06-11-Daily
AI Insights Daily 2025/6/11
AI Product and Feature Updates
- The Doubao Large Model Family will be dropping a major bombshell at the 2025 FORCE Originality Conference: the brand-new Doubao·Video Generation Model. This model is basically a “creative magic wand”! Thanks to its efficient structure and multi-task unified modeling, it not only supports seamless multi-shot storytelling and precise response to multiple actions, but can also control the camera like a pro! It can easily generate high-quality videos in various styles like realistic and anime. It’s a video creator’s dream come true!
- xAI’s Grok AI is seriously shaking things up by taking over X’s recommendation algorithm and optimizing the comment sorting mechanism. This means the platform will prioritize high-quality content instead of just looking at follower count. It’s a massive opportunity for “small accounts” and newbies with real talent to get some exposure, aiming to create a fairer and more open content ecosystem where good stuff doesn’t go unnoticed.
- The Doubao App also recently got a major upgrade to its “one-sentence photo editing” feature! Powered by the awesome SeedEdit 3.0 model, it now has a bunch of cool new editing tricks like one-click text adding/replacement, texture style transfer, and local image editing enhancements. This upgrade is like having a professional photo editor in your pocket! Even regular users can create personalized photos without any special skills, turning “editing noobs” into “editing masters”.
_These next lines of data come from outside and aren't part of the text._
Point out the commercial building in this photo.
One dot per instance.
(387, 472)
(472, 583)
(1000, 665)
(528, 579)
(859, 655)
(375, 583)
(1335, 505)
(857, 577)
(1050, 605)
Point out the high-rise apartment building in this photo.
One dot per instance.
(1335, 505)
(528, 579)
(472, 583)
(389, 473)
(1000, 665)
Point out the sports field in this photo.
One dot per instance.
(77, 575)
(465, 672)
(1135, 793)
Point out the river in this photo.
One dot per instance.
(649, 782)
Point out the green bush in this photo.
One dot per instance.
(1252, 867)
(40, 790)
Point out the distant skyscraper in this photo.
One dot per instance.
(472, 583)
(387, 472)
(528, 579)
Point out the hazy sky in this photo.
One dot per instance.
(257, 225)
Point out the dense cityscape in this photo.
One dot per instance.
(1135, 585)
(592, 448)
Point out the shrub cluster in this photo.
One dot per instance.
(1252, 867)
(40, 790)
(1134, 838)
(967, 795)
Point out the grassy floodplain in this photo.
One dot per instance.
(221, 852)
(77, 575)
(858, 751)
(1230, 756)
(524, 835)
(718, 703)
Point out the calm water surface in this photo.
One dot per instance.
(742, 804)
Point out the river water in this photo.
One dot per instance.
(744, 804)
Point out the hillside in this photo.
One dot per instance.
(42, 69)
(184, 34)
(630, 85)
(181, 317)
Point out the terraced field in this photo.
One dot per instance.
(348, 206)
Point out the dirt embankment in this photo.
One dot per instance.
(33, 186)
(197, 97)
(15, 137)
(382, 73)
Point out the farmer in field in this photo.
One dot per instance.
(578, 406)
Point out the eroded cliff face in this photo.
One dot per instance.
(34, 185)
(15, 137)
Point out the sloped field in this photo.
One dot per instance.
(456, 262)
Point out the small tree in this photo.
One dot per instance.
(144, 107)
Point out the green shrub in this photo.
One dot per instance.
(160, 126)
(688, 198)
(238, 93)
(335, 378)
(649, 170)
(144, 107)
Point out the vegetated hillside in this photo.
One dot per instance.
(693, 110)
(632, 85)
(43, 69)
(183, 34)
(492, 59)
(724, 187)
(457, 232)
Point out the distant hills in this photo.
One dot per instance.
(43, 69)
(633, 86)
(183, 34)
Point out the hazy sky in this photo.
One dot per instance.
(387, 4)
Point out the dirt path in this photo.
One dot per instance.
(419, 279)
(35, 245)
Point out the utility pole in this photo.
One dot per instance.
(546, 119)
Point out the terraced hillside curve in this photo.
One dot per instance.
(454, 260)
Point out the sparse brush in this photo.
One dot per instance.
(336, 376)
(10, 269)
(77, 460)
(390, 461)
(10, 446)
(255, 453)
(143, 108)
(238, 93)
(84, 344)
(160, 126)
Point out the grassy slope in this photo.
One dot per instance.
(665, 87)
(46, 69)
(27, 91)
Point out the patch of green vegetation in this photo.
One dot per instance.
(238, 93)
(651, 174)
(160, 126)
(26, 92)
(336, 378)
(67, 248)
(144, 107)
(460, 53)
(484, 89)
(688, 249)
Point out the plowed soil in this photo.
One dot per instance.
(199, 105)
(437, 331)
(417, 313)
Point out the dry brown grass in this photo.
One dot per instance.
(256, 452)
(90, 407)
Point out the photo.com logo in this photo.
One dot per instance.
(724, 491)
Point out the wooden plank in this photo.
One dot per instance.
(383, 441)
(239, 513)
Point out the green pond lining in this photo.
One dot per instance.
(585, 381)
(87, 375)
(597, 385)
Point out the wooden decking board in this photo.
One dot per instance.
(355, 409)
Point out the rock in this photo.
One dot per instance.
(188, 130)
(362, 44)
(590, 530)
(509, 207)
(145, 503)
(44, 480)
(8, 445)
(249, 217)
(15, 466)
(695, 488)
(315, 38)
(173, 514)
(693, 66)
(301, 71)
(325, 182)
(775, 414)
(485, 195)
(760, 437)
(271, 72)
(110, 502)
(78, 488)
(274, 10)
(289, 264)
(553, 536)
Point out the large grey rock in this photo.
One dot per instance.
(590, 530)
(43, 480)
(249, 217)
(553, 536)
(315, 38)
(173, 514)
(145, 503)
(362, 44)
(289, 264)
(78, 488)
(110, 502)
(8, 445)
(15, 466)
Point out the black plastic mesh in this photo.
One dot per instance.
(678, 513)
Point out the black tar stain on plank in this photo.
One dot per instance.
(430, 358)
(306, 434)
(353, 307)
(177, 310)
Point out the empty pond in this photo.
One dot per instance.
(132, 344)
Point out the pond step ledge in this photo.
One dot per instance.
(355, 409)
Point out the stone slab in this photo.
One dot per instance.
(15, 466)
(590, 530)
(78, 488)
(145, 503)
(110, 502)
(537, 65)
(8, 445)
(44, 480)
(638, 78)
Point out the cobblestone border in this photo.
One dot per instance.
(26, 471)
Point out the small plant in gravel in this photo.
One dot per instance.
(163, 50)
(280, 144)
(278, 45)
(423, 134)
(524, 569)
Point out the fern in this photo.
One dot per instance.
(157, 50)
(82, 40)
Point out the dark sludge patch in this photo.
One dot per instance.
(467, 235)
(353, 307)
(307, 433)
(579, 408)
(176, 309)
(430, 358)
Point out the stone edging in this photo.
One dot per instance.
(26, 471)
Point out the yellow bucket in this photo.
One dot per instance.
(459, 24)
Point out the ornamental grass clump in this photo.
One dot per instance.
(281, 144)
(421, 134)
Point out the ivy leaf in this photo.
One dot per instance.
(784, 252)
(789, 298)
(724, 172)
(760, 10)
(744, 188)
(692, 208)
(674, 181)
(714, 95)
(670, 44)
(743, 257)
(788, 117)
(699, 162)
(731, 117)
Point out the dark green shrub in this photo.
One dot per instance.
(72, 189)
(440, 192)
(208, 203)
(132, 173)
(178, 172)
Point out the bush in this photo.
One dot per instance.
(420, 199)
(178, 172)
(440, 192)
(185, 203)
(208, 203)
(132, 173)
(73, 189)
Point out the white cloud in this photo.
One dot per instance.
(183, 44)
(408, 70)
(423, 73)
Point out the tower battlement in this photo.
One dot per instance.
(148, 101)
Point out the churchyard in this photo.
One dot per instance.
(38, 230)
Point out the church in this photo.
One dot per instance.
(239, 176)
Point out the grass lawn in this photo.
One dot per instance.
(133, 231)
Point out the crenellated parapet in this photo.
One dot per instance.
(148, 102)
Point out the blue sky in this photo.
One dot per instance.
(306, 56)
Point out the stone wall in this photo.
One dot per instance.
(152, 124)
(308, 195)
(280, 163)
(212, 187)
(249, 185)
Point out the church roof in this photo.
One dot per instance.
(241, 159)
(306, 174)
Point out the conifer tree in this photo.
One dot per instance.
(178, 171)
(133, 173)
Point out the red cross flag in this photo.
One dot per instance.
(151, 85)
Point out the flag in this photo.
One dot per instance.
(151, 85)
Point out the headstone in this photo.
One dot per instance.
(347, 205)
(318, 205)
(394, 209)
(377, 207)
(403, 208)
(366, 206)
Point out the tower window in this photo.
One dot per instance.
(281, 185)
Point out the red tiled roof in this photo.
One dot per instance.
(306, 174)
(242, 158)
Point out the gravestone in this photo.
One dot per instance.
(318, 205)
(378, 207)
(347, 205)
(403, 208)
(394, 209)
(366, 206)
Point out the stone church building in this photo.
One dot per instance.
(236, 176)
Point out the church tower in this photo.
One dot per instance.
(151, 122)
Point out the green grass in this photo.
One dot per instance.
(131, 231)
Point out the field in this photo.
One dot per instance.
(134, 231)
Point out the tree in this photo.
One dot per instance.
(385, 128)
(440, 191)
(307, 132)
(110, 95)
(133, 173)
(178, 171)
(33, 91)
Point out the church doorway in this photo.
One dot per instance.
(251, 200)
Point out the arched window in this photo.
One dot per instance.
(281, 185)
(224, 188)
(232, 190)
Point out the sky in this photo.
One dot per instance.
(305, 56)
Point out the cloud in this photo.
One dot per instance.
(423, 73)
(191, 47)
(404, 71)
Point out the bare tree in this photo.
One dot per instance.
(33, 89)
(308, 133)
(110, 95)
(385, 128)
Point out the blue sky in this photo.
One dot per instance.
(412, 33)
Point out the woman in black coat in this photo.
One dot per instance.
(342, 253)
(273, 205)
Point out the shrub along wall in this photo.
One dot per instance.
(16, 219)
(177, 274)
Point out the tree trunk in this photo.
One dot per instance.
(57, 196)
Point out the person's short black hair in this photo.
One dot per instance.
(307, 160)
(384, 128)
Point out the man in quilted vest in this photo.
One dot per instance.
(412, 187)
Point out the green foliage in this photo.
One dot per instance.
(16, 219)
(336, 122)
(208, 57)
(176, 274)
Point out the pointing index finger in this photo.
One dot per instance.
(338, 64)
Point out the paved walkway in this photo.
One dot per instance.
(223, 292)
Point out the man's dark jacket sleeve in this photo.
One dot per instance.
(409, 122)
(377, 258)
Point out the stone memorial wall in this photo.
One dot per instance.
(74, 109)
- Apple unveiled a “killer” feature in iOS 26 at WWDC 2025: Visual Intelligence. With this, you can ask questions about, search for, and even automatically identify event details from any image or information on your screen. It’s basically a “smart eye” for your phone! This upgrade uses AI tech to “instantly recognize” screen content, greatly improving the convenience and intelligence of the interactive experience. It can even automatically extract event info and add it to your calendar, making your digital life even easier.
- Great news! Immersive translation just got a major update and can now translate Twitter (X) videos in real-time! Even if the video doesn’t have original subtitles, it can “magically” display Chinese and English subtitles simultaneously. Now you don’t have to worry about language barriers when browsing X videos. It’s a “godsend” for cross-cultural communication, totally removing language obstacles and bringing the world closer together. Link
AI Cutting-Edge Research
- The University of Hong Kong and Huawei Noah’s Ark Lab have teamed up to launch the groundbreaking FUDOKI model. This model uses a non-masked discrete flow matching architecture, successfully breaking free from the constraints of traditional autoregressive models and achieving more flexible and efficient multi-modal generation and understanding capabilities. Through its unique parallel denoising mechanism, it significantly improves the performance of complex reasoning and generation tasks, especially in image generation. It paves the way for the future development of general artificial intelligence.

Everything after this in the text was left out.